Following an external review by former MP Lord Taylor, ministers have proposed a new streamlined planning practice that will provide the support for growth and creation of jobs and homes that the country needs.
It aims to also provide clearer protections for the natural and historic environment by giving power back to communities who are generally best placed to make local decisions.
It is now active in test mode and for comment over the next six weeks and none of the current planning practice guidance will be cancelled until the final online guidance is in place and live later in the autumn.
The web pages of advice set out guidance on a range of issues including: a new affordability test for determining how many homes should be built, opening up planning appeal hearings, discouraging councils from introducing a new parking tax on people’s driveways and parking spaces, encouraging more town centre parking spaces and ending aggressive anti car traffic calming measures like speed bumps, and building housing for older people such as more bungalows.
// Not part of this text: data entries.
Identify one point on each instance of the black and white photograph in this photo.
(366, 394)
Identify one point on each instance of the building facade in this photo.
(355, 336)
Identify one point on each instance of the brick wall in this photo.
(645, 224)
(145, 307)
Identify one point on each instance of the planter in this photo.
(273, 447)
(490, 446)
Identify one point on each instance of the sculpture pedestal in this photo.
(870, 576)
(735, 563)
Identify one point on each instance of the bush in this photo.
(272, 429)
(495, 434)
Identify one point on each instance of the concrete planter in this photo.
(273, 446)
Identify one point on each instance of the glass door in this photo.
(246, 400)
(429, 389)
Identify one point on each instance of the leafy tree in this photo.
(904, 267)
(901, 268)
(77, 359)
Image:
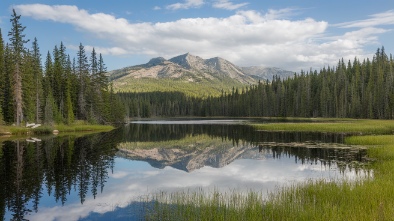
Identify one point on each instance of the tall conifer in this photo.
(17, 45)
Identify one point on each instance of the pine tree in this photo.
(17, 45)
(37, 72)
(8, 101)
(69, 114)
(2, 76)
(83, 77)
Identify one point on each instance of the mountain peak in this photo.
(155, 61)
(187, 60)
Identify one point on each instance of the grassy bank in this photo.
(77, 127)
(367, 199)
(338, 126)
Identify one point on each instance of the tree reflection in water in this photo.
(60, 164)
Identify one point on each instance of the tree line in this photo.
(356, 89)
(64, 90)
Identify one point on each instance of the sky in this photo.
(292, 35)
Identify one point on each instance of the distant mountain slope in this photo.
(190, 74)
(266, 73)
There is also new neighbourhood planning guidance to help more communities start their own plans, and new local green space guidance to help councils and local communities to plan for open space and protect local green spaces which are special to them.
‘Planning shouldn’t just be the preserve of technocrats, lawyers and council officers. Yet up to now even the experts have struggled to plough through all the background documents and find the right advice. To be effective our planning system needs to be supported by practical guidance that anyone can consult and follow,’ said Boles.
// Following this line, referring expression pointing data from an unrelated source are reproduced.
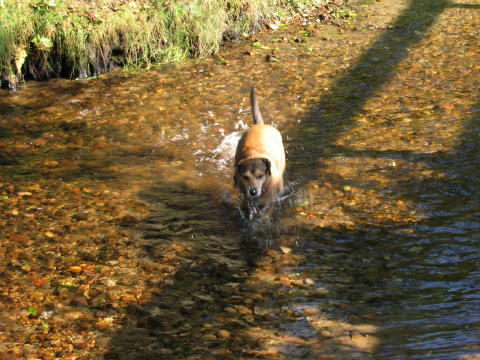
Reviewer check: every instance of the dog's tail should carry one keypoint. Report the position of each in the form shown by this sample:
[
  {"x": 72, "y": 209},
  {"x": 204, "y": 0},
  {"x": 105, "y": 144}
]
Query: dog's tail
[{"x": 257, "y": 116}]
‘Having stripped away outdated advice, our new user friendly website brings together a simplified set of clear, concise guidance and publishes it altogether in one place. This will make the planning system much easier to navigate for everyone involved,’ he explained.
This launch follows an external review that looked into streamlining some 7,000 pages of practice guidance which explains statutory provisions, planning and the planning system. A vast amount of the material included very outdated documents, some going back to the 1960s, which have been superseded.
Lord Taylor said that he believes that the work that has been done to reduce and revise the existing planning guidance and launch the new online resource transforms the effectiveness, accessibility and accountability of the government’s planning guidance.
‘By opening the draft guidance suite to public testing and comment we now have the opportunity to make sure it works and doubtless improve it. I would encourage anyone with an interest in the planning system to use the next six weeks while the site is open for comment to submit their feedback to help make the site even better,’ he explained.
‘The government accepted that the existing guidance needed reform and consolidation. In light of the positive response to this consultation, where 86% of respondents agreed with the recommendations, the government set out in the Budget plans to publish significantly reduced planning guidance, providing much needed simplicity and clarity in line with the recommendations,’ he added.
The review follows the National Planning Policy Framework which distilled around 1,000 pages of planning policy into a streamlined, easy to understand 47 page document. This guidance review will not involve any changes to national policy set out in the framework.